North Texas

Researchers Learn More About The Mysterious Paralysis Affecting Children

The federal government says it has very few answers about the mysterious polio-like illness sickening kids across the United States, but the country's top researchers actually do know a lot about the disease and what causes it, according to NBC News.

There've been more than a 60 confirmed cases of acute flaccid myelitis this year, but many more suspected cases, including a handful in North Texas.

NBC News reports that doctors who've been studying children with AFM have gathered evidence that enterovirus D68 is the main cause of the current AFM outbreak. 

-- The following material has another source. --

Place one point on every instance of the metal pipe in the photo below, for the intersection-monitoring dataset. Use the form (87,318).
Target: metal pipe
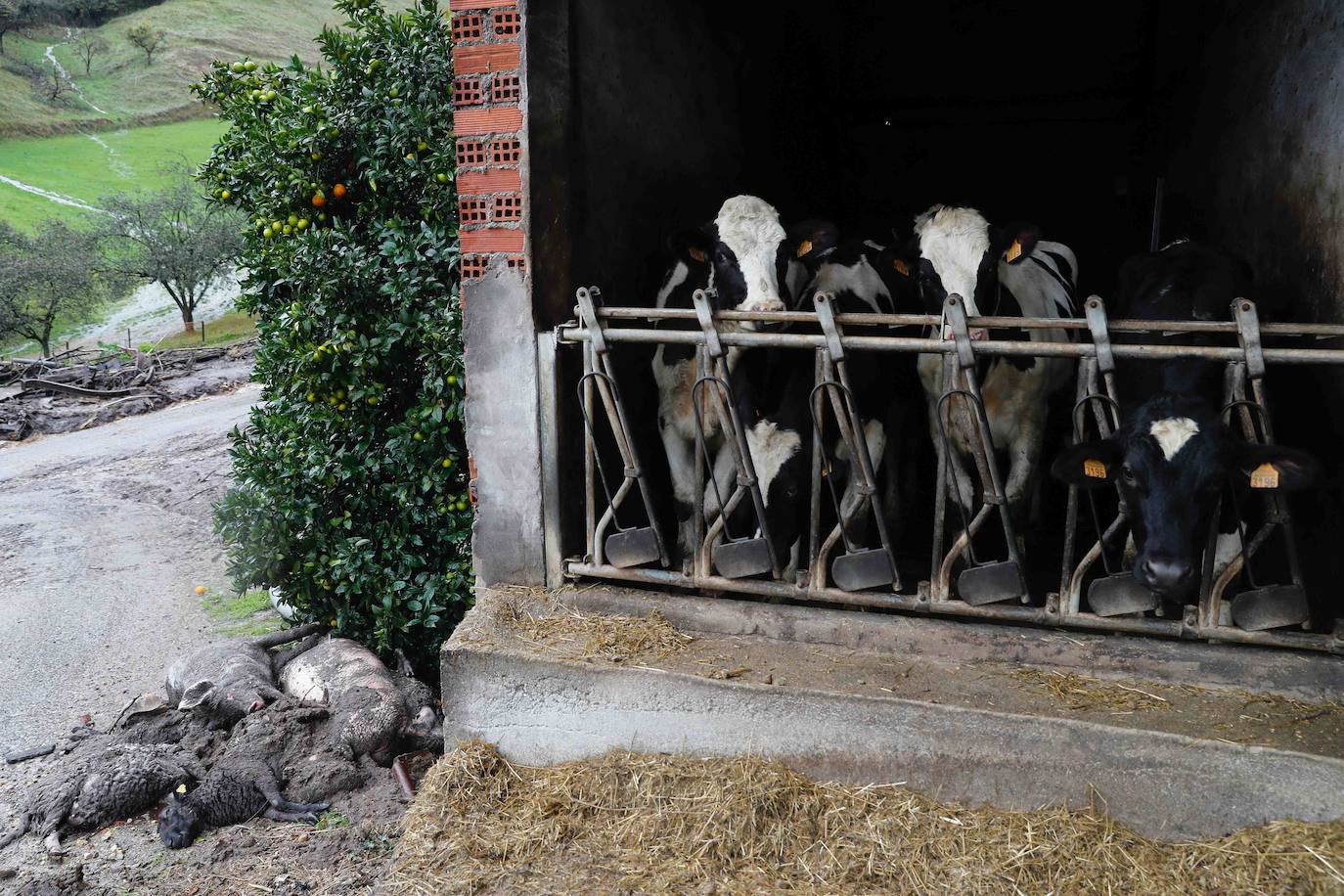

Experiments have shown that EV-D68 can invade nerve tissue, including the spine.

 A team of academic researchers have formed their own network to try to find out why very few children actually develop paralysis from the virus that is harmless in more than 99 percent of people it infects.

In the meantime, the CDC hasn't consistently found EV-D68 in confirmed cases and they're still looking at other possible causes.

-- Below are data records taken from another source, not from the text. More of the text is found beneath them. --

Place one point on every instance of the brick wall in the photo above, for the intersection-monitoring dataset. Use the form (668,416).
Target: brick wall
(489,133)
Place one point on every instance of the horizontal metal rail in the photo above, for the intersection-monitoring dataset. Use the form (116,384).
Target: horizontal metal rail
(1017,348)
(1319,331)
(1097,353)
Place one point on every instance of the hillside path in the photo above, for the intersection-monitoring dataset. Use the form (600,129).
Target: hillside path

EV-D68 was believed to be the cause of a similar outbreak of the polio-like illness in 2014.

Kingston Robinson, of McKinney was diagnosed with tranverse myelitis, of which acute flaccid myelitis is a subset.

His doctor at the time, Dr. Benjamin Greenberg, told NBC 5, "one of the things that is unique about this variant of transverse myelitis is not only will kids be weak, but they're very floppy.  A limb or two or four will be like wet spaghetti."

Dr. Greenberg, associate professor at UT Southwestern Medical Center and director of the Transverse Myelitis and Neuromyelitis Optica Program at Children’s Health, added, "are we going to see this virus year after year, and if it causing paralysis, then we need to do something about the virus itself."